2008年11月にアップした「ガンジス川の水でカップラーメンを食ってみた」。湯川氏は「最初に、コメント欄で『やれよ』と書かれたときは、そりゃねえだろと思ったんですけど、段々とやるしかねえなという気分になってきたんです」と、当時を振り返る http://www.yukawanet.com/archives/826948.html

―― サイトの空気感に不満や不安を持っていないという感じは伝わってきます。やっぱり炎上上等、批判上等の姿勢というか。先日の閉鎖騒動も含めて、けっこう意図的に炎上させていますよね?

湯川 それが本日のメインテーマですね(笑)。

 やっぱり、何かをレビューするにしても、当たり前に書いたところで皆同じになるだけだと思うんですよ。閉鎖騒動のもとになった絶妙バーガーにしても、食べたらだいたい皆「おいしい」というと思う。だけど、「おいしい」の範囲にも幅があって、お金を払ってまで食べたい「おいしい」なのか否かというのはあります。それで僕の感想は「まずくはないけど、420円払うならモスバーガーでいいじゃんか」だったんですよ。そこで無理にきれいにまとめずに、本音を書いて返金も求めて、420円返ってきてというのを書くのがウチのサイトのテイストです。それで、色々なサイトにリンクされて、叩かれるという。

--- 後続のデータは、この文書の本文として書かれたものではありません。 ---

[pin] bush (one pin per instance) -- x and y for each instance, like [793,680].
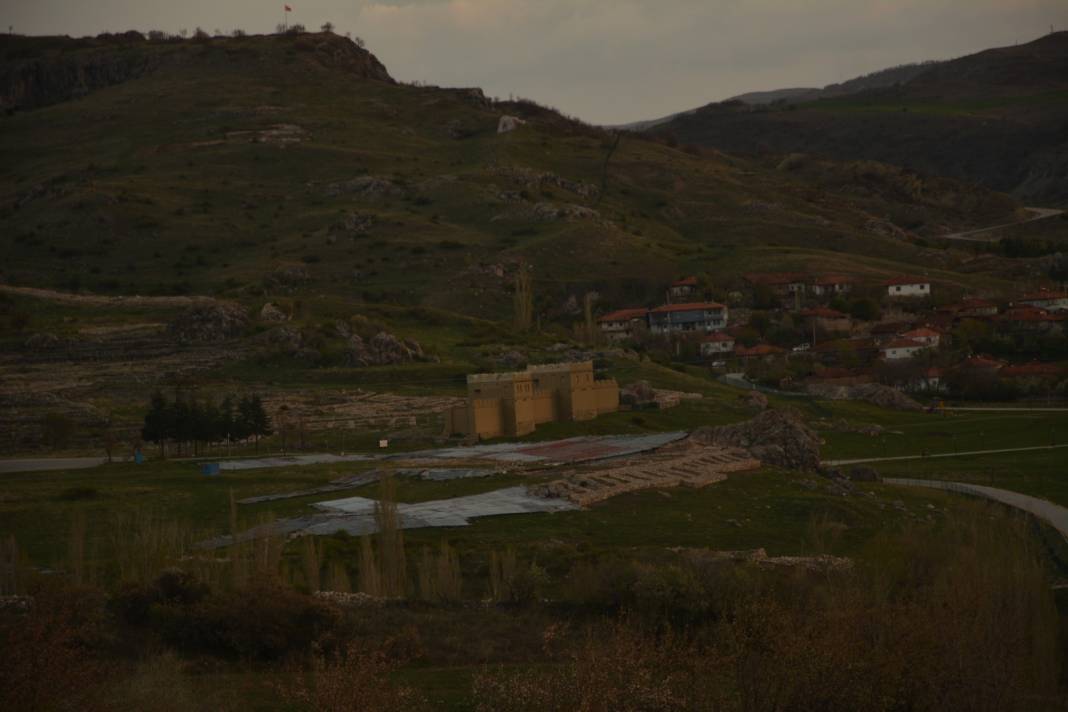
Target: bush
[264,623]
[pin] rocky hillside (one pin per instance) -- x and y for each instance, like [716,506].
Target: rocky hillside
[36,72]
[998,119]
[339,228]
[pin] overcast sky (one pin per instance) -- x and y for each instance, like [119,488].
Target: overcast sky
[606,61]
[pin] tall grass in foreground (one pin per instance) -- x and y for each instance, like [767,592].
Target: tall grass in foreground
[960,618]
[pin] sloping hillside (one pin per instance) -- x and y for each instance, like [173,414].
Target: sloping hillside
[221,162]
[315,204]
[999,119]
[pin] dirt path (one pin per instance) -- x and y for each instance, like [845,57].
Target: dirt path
[976,235]
[99,300]
[1053,513]
[47,463]
[835,463]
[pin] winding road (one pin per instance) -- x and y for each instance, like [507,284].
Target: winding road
[1043,509]
[982,235]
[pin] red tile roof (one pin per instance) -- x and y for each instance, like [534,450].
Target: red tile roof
[891,327]
[904,344]
[759,349]
[975,303]
[774,278]
[845,345]
[1031,314]
[625,315]
[823,313]
[982,362]
[695,306]
[1042,295]
[1033,368]
[829,280]
[923,332]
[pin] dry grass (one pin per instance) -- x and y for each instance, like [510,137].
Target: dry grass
[357,679]
[962,618]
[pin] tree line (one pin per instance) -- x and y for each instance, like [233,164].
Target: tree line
[188,421]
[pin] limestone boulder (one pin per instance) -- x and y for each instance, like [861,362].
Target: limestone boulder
[209,323]
[779,438]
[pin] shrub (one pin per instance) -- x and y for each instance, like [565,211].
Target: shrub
[357,678]
[266,622]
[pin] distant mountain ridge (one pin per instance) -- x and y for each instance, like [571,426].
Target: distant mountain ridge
[998,119]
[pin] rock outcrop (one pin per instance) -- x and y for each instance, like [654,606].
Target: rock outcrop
[873,393]
[271,313]
[74,67]
[382,349]
[207,325]
[775,437]
[508,124]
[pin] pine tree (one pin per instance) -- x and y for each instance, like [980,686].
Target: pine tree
[157,423]
[260,421]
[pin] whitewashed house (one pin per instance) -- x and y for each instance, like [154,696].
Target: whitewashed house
[623,323]
[901,348]
[909,286]
[699,316]
[717,344]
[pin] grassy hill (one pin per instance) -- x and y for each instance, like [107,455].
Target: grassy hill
[994,119]
[293,170]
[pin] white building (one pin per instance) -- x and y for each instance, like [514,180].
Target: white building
[717,344]
[908,286]
[901,348]
[928,337]
[623,323]
[700,316]
[1046,299]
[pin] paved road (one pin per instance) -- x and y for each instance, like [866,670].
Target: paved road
[44,463]
[1053,513]
[927,457]
[982,409]
[982,234]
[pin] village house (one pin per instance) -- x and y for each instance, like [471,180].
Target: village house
[980,365]
[1052,301]
[717,344]
[514,404]
[826,319]
[1032,318]
[931,380]
[697,316]
[682,288]
[901,348]
[845,351]
[784,284]
[623,323]
[829,285]
[908,286]
[971,309]
[765,351]
[1033,373]
[888,331]
[924,335]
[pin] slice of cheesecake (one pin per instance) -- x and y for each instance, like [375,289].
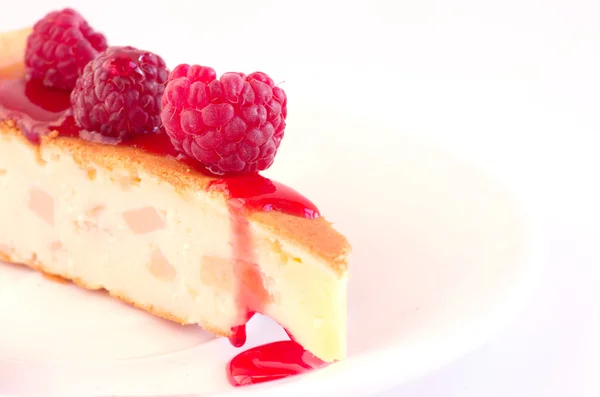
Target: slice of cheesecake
[163,236]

―― ネットの反応はある程度予想していて、そこからさらに炎上させる準備もしていたのは興味深かったです。

湯川 一度炎上させておいてそれをどう使うかという、究極の仕掛けですね。単発で炎上しても、そのまま鎮火して終わるだけなんですよ。そこで「じゃあ、この炎上の盛り上がりを、はてなブックマークの数に充ててみよう」と思いついて、「皆さんの意思表示として、絶妙バーガーの記事のはてなブックマークが500件を超えたら閉鎖します」と宣言したわけです。そうしたら本当に500件超えちゃって。これは本当にびっくりしましたね。

 じゃあ、500ブックマークしたユーザーを次にどう導くかと考えて、「自分の書いた本を売っちゃえ」となったわけです。そうしたら今度は一冊も売れなくて。もう、リアルだなと(笑)。

絶妙バーガー記事の炎上を受けて謝罪テイストでアップした、2009年12月10日更新の「秒刊SUNDAYの閉鎖問題について、条件付きで閉鎖します」。ここで、ブックマーク数を稼ぐ作戦を実行したさらに、12月13日には「閉鎖はしますが、更新は続けます」とまさかの斜め上理論を展開。更新の停止も希望するなら、自分の本を500冊買うように条件をつけ、方々のサイトから「閉鎖詐欺」といわれる

―― 一人もいないというのがリアルですね(笑)。とにかく、あり得ない論理展開で炎上を連鎖されたわけですが、その一方で、アフィリエイト収入の確定申告漏れが問題になったときはすぐに対応して問題を解消するなど、本当にダメージが及ぶところではまともな対応をしている。だから客観的に見ていて、ある種の危なっかしさがないんですよ。それが興味深いんです。

湯川 申告漏れの時点で危なっかしいですけどね(笑)。

 まあ、ネットで炎上しても別にどうってことないですし。一番怖いのはリアルな生活に影響が出ることと、逮捕されること。それさえなければ、むしろ「どんどんかかってこいや」というノリですね。炎上が元でリアルな生活に膨大なダメージを受ける人は、その辺の線引きが確かにできていない。